I have no idea what else you could be imagining. A footnote on the YFull haplotree says: "Based on ISOGG v9.29 at 2 March 2014." I suspect that on or near that same date, YFull made a flattened copy of Ybrowse. Any FGC SNPs that were already in Ybrowse at that time would then keep those names in YFull; but YFull probably does not re-copy Ybrowse periodically, and YFull almost certainly does not poke around FGC's database (just as FGC almost certainly does not poke around YFull's database (https://docs.google.com/a/ieee.org/spreadsheet/ccc?key=0Alkh_vXxrFrOdENKdWZHZ2VHak1Mc29MUlg4RlJ2S 3c&usp=sharing#gid=0)).

Again, the reality is that neither company has the "excess" clerical staff to be checking painfully slow databases (like Ybrowse) all over the web.

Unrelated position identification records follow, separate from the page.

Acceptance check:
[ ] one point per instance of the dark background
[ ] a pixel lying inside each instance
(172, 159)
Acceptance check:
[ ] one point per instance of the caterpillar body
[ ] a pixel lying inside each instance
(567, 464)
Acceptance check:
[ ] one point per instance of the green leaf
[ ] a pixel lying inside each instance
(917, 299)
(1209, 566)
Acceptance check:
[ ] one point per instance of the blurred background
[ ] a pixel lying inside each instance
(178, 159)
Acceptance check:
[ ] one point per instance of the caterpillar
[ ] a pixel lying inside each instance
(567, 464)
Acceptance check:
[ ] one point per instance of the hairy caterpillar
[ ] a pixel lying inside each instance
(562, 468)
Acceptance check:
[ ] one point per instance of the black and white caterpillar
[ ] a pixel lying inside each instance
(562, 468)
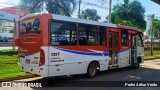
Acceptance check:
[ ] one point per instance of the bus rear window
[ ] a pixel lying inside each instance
(30, 26)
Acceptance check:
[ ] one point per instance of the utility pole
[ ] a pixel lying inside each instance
(79, 8)
(110, 9)
(152, 17)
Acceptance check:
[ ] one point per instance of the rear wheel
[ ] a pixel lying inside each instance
(92, 71)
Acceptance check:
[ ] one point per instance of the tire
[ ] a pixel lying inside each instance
(92, 71)
(136, 65)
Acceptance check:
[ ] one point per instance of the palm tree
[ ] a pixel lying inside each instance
(129, 13)
(61, 7)
(156, 30)
(90, 14)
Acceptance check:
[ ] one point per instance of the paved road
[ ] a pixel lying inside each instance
(149, 71)
(6, 48)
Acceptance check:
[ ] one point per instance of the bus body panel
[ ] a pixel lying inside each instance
(69, 62)
(35, 49)
(124, 58)
(33, 42)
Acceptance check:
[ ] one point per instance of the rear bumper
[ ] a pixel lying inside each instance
(39, 70)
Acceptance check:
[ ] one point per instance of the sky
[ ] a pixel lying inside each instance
(150, 7)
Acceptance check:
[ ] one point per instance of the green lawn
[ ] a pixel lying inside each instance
(156, 54)
(9, 64)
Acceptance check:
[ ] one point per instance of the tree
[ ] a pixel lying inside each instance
(156, 29)
(129, 13)
(90, 14)
(61, 7)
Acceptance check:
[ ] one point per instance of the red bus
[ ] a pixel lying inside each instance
(54, 45)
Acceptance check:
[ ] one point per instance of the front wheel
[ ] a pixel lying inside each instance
(92, 71)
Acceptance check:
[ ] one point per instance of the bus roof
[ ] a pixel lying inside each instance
(77, 20)
(83, 21)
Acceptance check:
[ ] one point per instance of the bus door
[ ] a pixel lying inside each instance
(133, 49)
(113, 48)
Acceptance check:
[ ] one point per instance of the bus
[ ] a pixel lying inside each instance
(54, 45)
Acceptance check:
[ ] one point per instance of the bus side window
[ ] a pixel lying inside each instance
(88, 35)
(140, 41)
(124, 38)
(63, 33)
(102, 36)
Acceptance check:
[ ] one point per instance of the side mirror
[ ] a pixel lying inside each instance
(16, 42)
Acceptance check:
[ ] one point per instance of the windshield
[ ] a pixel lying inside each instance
(30, 26)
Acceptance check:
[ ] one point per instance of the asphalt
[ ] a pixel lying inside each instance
(6, 48)
(149, 71)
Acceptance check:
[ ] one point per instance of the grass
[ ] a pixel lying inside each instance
(156, 54)
(9, 64)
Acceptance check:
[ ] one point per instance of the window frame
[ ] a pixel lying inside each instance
(105, 35)
(87, 33)
(126, 44)
(60, 21)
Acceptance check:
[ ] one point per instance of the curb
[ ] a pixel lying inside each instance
(18, 77)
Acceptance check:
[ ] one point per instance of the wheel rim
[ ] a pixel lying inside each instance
(92, 71)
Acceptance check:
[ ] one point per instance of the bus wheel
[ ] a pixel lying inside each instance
(137, 65)
(92, 71)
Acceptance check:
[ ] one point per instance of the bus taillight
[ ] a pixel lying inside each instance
(42, 58)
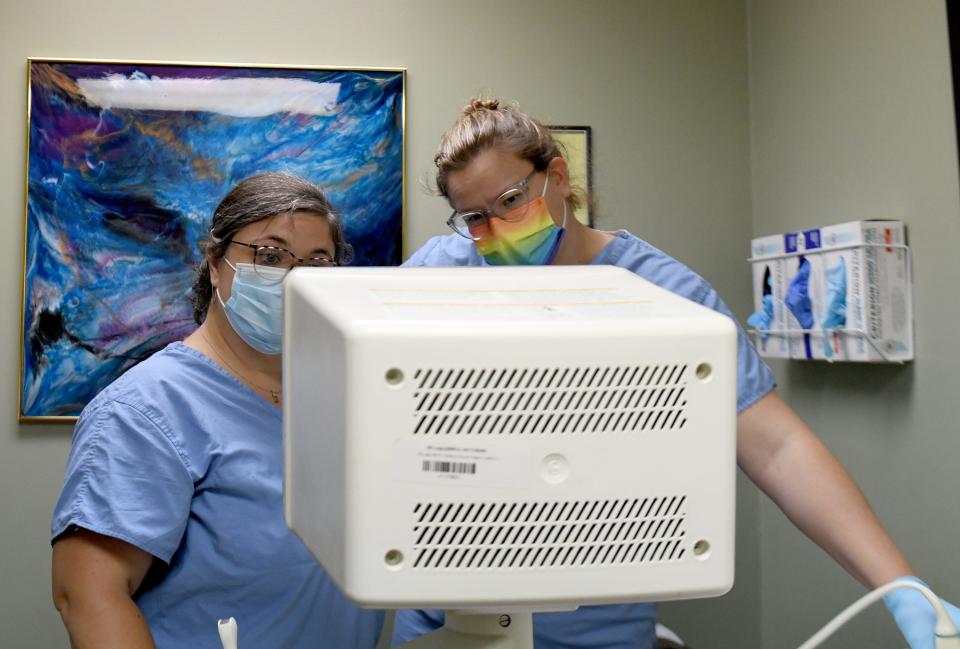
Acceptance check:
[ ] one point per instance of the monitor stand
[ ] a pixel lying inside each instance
(466, 630)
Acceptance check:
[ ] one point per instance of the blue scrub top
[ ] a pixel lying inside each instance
(182, 460)
(621, 626)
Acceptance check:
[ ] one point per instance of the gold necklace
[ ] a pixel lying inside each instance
(274, 394)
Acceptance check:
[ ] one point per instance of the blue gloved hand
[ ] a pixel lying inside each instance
(761, 320)
(835, 305)
(915, 616)
(798, 296)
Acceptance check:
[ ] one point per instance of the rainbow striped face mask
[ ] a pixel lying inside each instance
(530, 240)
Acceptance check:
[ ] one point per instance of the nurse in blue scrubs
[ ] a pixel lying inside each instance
(507, 182)
(171, 512)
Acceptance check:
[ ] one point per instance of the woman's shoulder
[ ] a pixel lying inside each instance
(446, 250)
(652, 264)
(155, 384)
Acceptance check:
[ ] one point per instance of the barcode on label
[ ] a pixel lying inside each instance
(449, 467)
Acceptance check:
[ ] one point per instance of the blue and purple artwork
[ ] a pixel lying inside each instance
(126, 165)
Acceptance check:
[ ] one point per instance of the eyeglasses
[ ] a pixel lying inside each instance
(271, 258)
(513, 201)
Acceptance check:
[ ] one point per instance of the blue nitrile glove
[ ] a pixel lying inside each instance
(835, 305)
(915, 616)
(762, 319)
(798, 296)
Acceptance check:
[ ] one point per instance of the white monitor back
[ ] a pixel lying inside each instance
(469, 438)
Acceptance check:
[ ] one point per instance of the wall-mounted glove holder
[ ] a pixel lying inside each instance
(839, 293)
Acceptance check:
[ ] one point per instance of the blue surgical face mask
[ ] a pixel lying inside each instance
(255, 307)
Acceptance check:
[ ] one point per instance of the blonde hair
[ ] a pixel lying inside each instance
(486, 124)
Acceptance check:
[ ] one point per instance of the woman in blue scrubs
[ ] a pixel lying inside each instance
(508, 184)
(171, 512)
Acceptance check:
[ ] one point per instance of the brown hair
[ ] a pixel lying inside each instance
(485, 124)
(254, 199)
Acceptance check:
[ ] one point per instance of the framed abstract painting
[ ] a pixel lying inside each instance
(126, 162)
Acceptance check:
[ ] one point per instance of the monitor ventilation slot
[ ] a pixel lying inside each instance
(530, 535)
(550, 400)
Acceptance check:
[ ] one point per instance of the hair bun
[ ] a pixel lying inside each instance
(479, 103)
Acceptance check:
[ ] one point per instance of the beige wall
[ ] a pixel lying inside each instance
(664, 85)
(851, 118)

YFull, in particular, was a strictly volunteer effort until April 2014, when the tsunami of BigY results practically forced them to start charging a fee.

FGC Corp
01-19-2015, 06:35 PM
I have no idea what else you could be imagining. A footnote on the YFull haplotree says: "Based on ISOGG v9.29 at 2 March 2014." I suspect that on or near that same date, YFull made a flattened copy of Ybrowse. Any FGC SNPs that were already in Ybrowse at that time would then keep those names in YFull; but YFull probably does not re-copy Ybrowse periodically, and YFull almost certainly does not poke around FGC's database (just as FGC almost certainly does not poke around YFull's database (https://docs.google.com/a/ieee.org/spreadsheet/ccc?key=0Alkh_vXxrFrOdENKdWZHZ2VHak1Mc29MUlg4RlJ2S 3c&usp=sharing#gid=0)).

Again, the reality is that neither company has the "excess" clerical staff to be checking painfully slow databases (like Ybrowse) all over the web. YFull, in particular, was a strictly volunteer effort until April 2014, when the tsunami of BigY results practically forced them to start charging a fee.

Exactly. There's a good argument for setting up a database via ISOGG. I don't think that would require a very substantial sum of money.

rgd
01-27-2015, 04:09 PM
[QUOTE=lgmayka;64814]I have no idea what else you could be imagining.

Without your background on the company I merely imagined that YFull would do what they offer on their web site: “All newly discovered SNPs will be added to the Y-series.” They did have the resources to designate R-Y8397 as a new subclade under R-Z2571 for the SNPs they named. Perhaps you can help me understand the criteria used by YFull to derive the new subclade or branch they show on their tree.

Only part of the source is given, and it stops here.